By John Downey
Duke Energy Carolinas wants to cancel its planned Lee Nuclear Station and will ask regulators to allow it to recover at least $368 million in planning and pre-construction costs from N.C. customers.
Duke notes its plan for Lee as part of its request for a 13.9% rate increase filed Friday with the N.C. Utilities Commission. And it filed a separate proposal specifically on canceling the project. Duke filed both with the commission shortly after 10 a.m. Friday.
The decision comes as the designer and principal contractor Duke chose for the project finds itself in bankruptcy court. And it follows a decision made just more than three weeks ago by neighboring utilities in South Carolina to abandon a similar nuclear project, even though they have spent $9 billion already and the project is nearly two-thirds complete.
But the Charlotte-baed utility cannot unilaterally cancel the project, says its N.C. President, David Fountain. “We’ve got to seek the commission’s approval to cancel the project.”
To ease impact of Lee’s cost on the rate hike, Duke wants to spread recovery of the $368 million over 12 years.
Half a billion spent
The cost allocation would be North Carolina’s share of the $541 million Duke Carolinas spent to date on the plant it had proposed building in Gaffney, S.C. The remaining $173 million would be attributable to the utility’s South Carolina customers.

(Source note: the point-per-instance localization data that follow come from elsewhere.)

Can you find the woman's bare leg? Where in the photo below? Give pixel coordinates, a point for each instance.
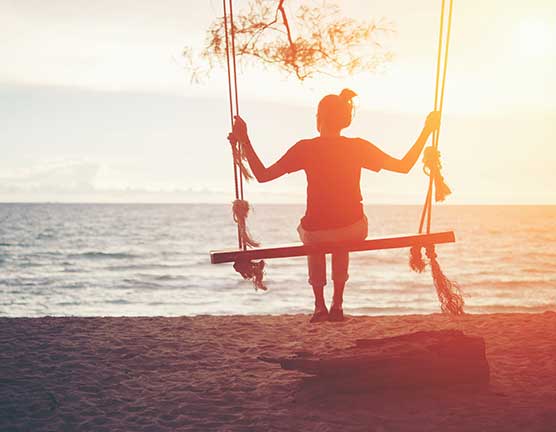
(317, 279)
(340, 264)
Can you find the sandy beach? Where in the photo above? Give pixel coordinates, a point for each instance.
(202, 373)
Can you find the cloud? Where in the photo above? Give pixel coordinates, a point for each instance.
(58, 175)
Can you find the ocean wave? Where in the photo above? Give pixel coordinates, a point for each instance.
(102, 255)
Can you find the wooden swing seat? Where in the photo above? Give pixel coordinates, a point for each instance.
(297, 249)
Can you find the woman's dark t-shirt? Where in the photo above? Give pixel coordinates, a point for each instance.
(333, 169)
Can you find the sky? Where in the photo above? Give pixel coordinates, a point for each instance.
(96, 104)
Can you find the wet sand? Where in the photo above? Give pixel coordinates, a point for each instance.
(202, 373)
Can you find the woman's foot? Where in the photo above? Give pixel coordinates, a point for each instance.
(336, 314)
(320, 315)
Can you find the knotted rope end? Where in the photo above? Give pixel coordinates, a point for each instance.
(253, 271)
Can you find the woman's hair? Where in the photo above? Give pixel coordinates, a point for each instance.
(336, 110)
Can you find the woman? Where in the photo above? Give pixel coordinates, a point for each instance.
(333, 165)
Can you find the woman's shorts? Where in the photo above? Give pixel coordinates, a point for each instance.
(355, 232)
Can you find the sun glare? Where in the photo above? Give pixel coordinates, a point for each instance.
(535, 38)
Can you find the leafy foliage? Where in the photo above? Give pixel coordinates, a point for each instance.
(317, 40)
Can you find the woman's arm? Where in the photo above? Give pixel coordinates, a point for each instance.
(405, 164)
(261, 173)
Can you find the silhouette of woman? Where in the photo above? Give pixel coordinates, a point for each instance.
(333, 166)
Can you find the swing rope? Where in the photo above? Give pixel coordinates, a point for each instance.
(448, 292)
(249, 270)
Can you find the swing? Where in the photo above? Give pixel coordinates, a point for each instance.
(242, 257)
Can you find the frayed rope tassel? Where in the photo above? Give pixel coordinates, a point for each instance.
(433, 167)
(249, 270)
(448, 292)
(451, 300)
(240, 209)
(253, 271)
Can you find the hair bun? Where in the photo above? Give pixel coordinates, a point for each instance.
(347, 95)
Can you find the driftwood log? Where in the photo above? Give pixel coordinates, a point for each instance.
(425, 358)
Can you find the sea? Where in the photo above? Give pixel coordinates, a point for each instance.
(153, 260)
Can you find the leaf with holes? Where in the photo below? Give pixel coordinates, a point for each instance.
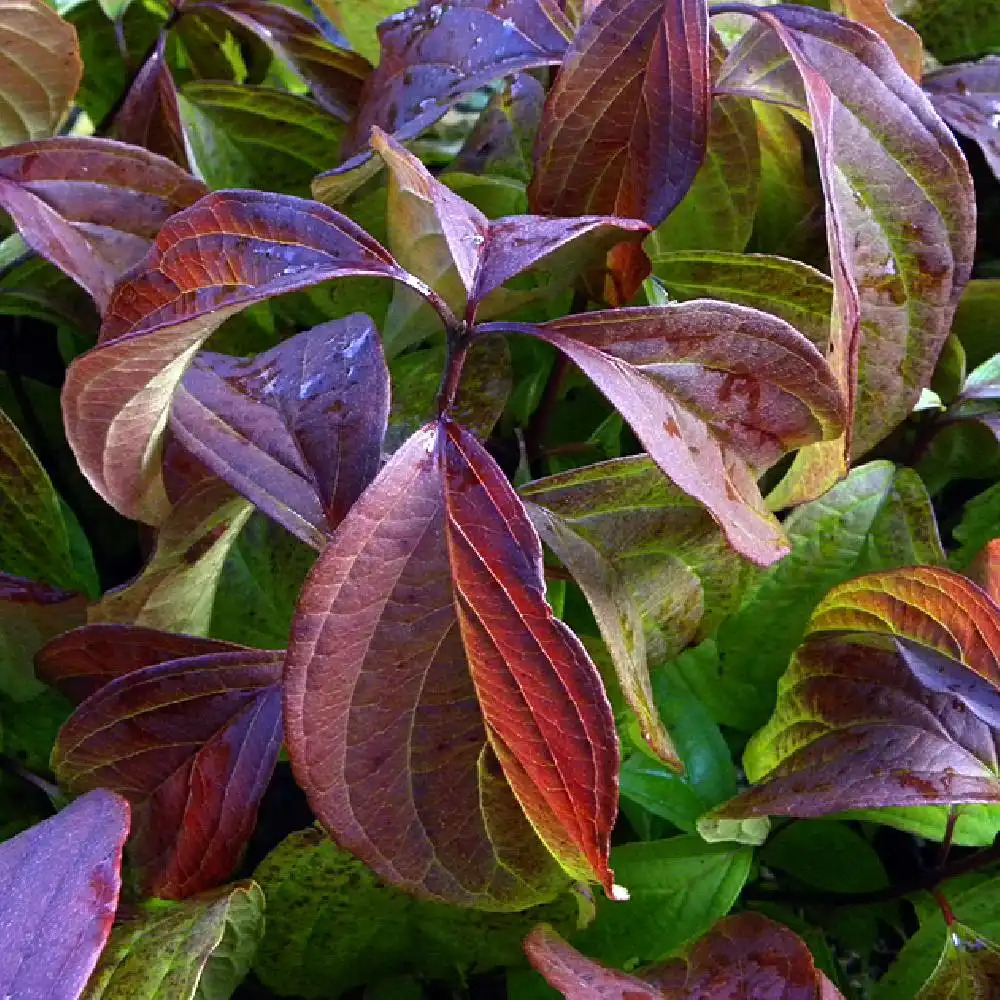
(59, 885)
(230, 250)
(298, 429)
(191, 743)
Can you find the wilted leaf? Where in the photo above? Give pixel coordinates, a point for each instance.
(209, 263)
(59, 885)
(40, 69)
(199, 949)
(149, 115)
(716, 393)
(39, 538)
(332, 926)
(625, 125)
(899, 215)
(411, 553)
(176, 588)
(298, 429)
(31, 614)
(191, 743)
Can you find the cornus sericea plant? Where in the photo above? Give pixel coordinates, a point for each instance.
(499, 497)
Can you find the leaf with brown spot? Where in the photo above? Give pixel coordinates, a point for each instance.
(298, 429)
(40, 70)
(191, 743)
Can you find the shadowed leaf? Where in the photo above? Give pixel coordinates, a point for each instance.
(59, 885)
(716, 393)
(191, 743)
(91, 206)
(230, 250)
(40, 69)
(199, 948)
(297, 430)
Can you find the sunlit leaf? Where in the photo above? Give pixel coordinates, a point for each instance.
(59, 885)
(191, 743)
(40, 70)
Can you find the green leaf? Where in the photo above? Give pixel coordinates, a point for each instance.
(827, 856)
(799, 294)
(39, 538)
(679, 888)
(331, 925)
(198, 949)
(874, 519)
(243, 136)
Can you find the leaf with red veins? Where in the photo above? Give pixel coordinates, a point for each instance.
(228, 251)
(91, 206)
(191, 743)
(59, 884)
(716, 393)
(80, 662)
(298, 429)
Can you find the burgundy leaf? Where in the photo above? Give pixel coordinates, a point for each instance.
(82, 661)
(91, 206)
(966, 96)
(297, 430)
(716, 393)
(208, 263)
(59, 885)
(625, 127)
(191, 743)
(335, 76)
(434, 53)
(150, 116)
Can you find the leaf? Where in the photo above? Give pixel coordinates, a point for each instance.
(965, 96)
(191, 743)
(91, 206)
(678, 888)
(30, 614)
(176, 588)
(794, 292)
(40, 70)
(899, 215)
(245, 136)
(59, 886)
(332, 926)
(898, 35)
(875, 519)
(693, 382)
(39, 539)
(149, 115)
(230, 250)
(385, 595)
(298, 429)
(200, 948)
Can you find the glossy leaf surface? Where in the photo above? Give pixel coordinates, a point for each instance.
(91, 206)
(199, 948)
(227, 252)
(191, 743)
(40, 70)
(59, 885)
(298, 429)
(714, 392)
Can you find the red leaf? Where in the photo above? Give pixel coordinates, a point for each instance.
(208, 263)
(150, 116)
(378, 615)
(625, 126)
(716, 393)
(91, 206)
(59, 885)
(82, 661)
(298, 430)
(191, 743)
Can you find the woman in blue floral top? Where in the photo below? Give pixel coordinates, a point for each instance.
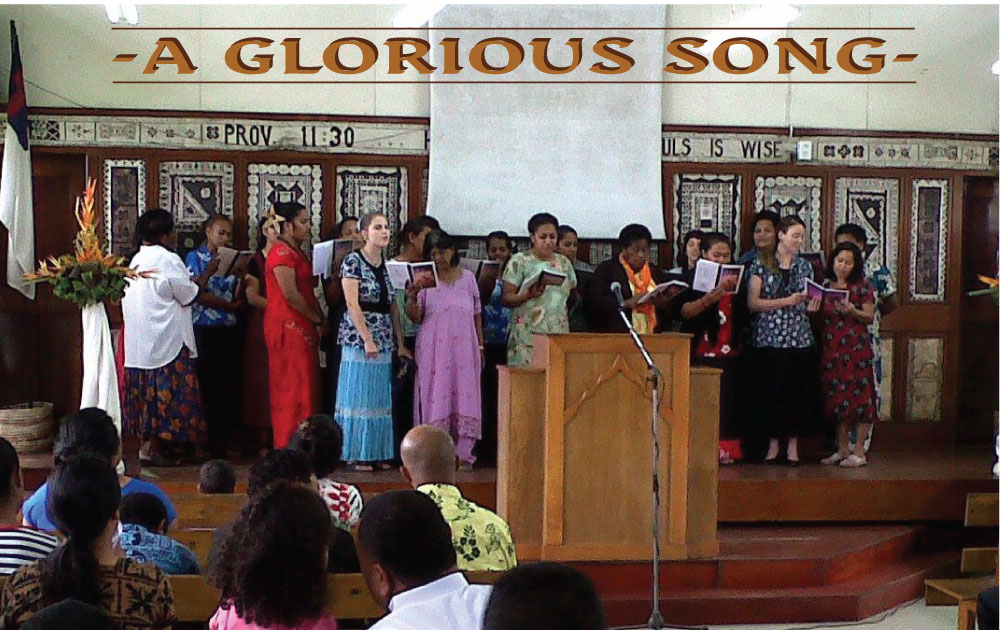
(370, 335)
(783, 339)
(496, 319)
(220, 345)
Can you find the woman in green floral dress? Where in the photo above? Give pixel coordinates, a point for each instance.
(539, 309)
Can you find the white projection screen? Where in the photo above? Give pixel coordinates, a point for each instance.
(587, 153)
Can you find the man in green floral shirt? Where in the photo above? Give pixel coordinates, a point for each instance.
(482, 539)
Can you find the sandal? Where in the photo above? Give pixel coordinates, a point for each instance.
(836, 458)
(854, 461)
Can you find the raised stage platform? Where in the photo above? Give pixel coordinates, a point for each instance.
(806, 544)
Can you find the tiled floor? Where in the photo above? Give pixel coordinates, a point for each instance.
(910, 616)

There could be some small additional costs for Lee going forward, even if the commission approves cancelation.
Duke Carolinas, a subsidiary of Duke Energy Corp. (NYSE:DUK), announced plans for a $6 billion, two-reactor nuclear plant in 2005. It announced in 2006 that the plant would be built on 2,022 acres in Gaffney.
Duke had chosen that same site for a nuclear plant in the 1970s. Though construction of that plant began, it was abandoned in the early 1980s as nuclear power lost support nationally in the wake of the 1979 nuclear meltdown at the Three Mile Island Nuclear Generating Station in Harrisburg, Pa.